Gymnopus menehune Desjardin, Halling et Hemmes, sp. nov.
Pileus 8-30 (-45) mm latus, late convexus vel plano-convexus, umbilicatus, translucens striatus vel ruguloso-striatus, hygrophanous, glaber, initio castaneus vel brunneus, dein pallide brunneus vel pallide brunneo-aurantiacus. Lamellae adnatae vel subdecurrentes, confertae vel densae, angustatae, albae vel pallide aurantio-albidae. Stipes 15-60 X 1-3 mm, centralis, terete vel compressus, aequalis, pruinosus vel pubescens, pallide brunneo-griseus, basi brunneus vel atrobrunneus; rhizomorphis albidus vel pallide aurantio-albidus. Odore raphanoideae. Basidiosporae 7.5-9.5 X 3.5-4.2 µm, subfusoideae, leves, hyalinae, inamyloideae, acyanophilae. Basidia 19-24 X 6-7 µm, 4-spora. Cheilocystidia numerosae, 22-42 X 6.5-10.0 µm, subcylindracea vel late clavata, 1-4 lobateae, hyalinae, tenuitunicatae. Pleurocystidia nulla.

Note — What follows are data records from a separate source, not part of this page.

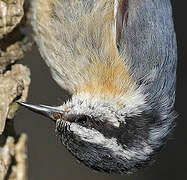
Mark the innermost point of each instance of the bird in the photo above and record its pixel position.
(118, 60)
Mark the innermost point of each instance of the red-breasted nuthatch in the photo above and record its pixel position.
(118, 59)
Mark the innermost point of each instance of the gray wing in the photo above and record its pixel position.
(147, 36)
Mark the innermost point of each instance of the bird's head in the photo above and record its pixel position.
(103, 134)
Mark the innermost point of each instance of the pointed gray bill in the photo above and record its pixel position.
(48, 111)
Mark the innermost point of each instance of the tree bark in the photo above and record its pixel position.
(14, 85)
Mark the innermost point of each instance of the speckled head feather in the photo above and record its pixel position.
(118, 59)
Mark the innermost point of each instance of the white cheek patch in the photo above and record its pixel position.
(95, 137)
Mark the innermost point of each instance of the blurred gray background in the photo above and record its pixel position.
(47, 157)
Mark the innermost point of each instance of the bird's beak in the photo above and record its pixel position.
(48, 111)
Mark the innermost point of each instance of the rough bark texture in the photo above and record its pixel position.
(14, 84)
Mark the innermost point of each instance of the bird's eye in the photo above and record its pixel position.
(82, 119)
(57, 115)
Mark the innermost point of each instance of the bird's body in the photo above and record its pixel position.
(118, 59)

Hyphae pileipellis 2.5-5.5 µm latae, cylindraceae, diverticulae sparsis, pallide ochraceo-brunneus incrustatae. Caulocystidia 16-64 X 3-5 µm, irregulariter cylindraceae vel sinuosae. Fibulae praesentes. Dispersus vel subcaespitosus ad folia dejecta et detritum Casuarinae. HOLOTYPUS: Hawai`i, MacKenzie Beach State Park, 3 Aug. 1993, D. E.Desjardin 5866 (SFSU; ISOTYPUS: BISH, NY).

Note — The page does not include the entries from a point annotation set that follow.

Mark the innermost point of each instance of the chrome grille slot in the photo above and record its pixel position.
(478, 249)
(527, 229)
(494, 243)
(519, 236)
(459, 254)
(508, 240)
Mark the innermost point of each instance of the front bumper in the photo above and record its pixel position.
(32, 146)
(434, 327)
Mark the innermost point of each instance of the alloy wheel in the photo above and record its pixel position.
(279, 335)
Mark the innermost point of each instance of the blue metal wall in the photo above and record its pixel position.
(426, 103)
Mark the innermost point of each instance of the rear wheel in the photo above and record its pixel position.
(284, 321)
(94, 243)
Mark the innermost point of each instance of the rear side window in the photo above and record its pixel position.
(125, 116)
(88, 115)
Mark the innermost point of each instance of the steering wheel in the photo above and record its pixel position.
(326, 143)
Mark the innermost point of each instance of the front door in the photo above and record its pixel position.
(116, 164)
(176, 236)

Pileus (Figs. 5, 6, 24) 8-30 (-45) mm diam, when young broadly convex to plano convex and often slightly umbilicate, expanding at maturity to campanulate or plane, umbilicate; margin decurved but soon becoming straight to uplifted and wavy, pellucid-striate to rugulo-striate; surface dull, moist to dry, hygrophanous, glabrous; reddish brown (8D7-8), dark brown (7E-F7 8) or brown (6-7E6-8) overall when young and moist or with a slightly paler margin, fading in age and with moisture loss to paler reddish brown (8D5-6), light brown (7D5-6; "hazel"), pale brownish grey (6C3) or pale brownish orange (5C4-5; "clay color"), and becoming beige to dingy tan when dried in situ. Context very thin (< 1 mm), watery concolorous with the surface, or white to buff. Lamellae ascending, adnate to subdecurrent, rarely shallowly adnexed, close to crowded with 4-6 series of lamellulae, narrow (1-2 mm), dingy buff to pale orange white (5A2) when young, remaining so in age or becoming pale greyish orange (5B3) or pale greyish brown (6C3); edges minutely pruinose, concolorous with the sides. Stipe 15-60 X 1-3 mm, central, terete or compressed and sometimes once-cleft, apex often flared, ±equal below or seldom gradually narrowed downward, pliant, tough, hollow; surface dull, dry, apex pruinose, base pubescent to tomentose; vestiture buff to pale orange white (5A2); ground color ranging from dingy buff to pale brownish grey (6C3) overall when young, hysterochroic, with base becoming brown (6-7E4-8) to dark brown (6-7F5-8) in age. Rhizomorphs copious, coarse, branched, white to pale orange white. Odor strong, like rancid radishes; taste somewhat sour, astringent.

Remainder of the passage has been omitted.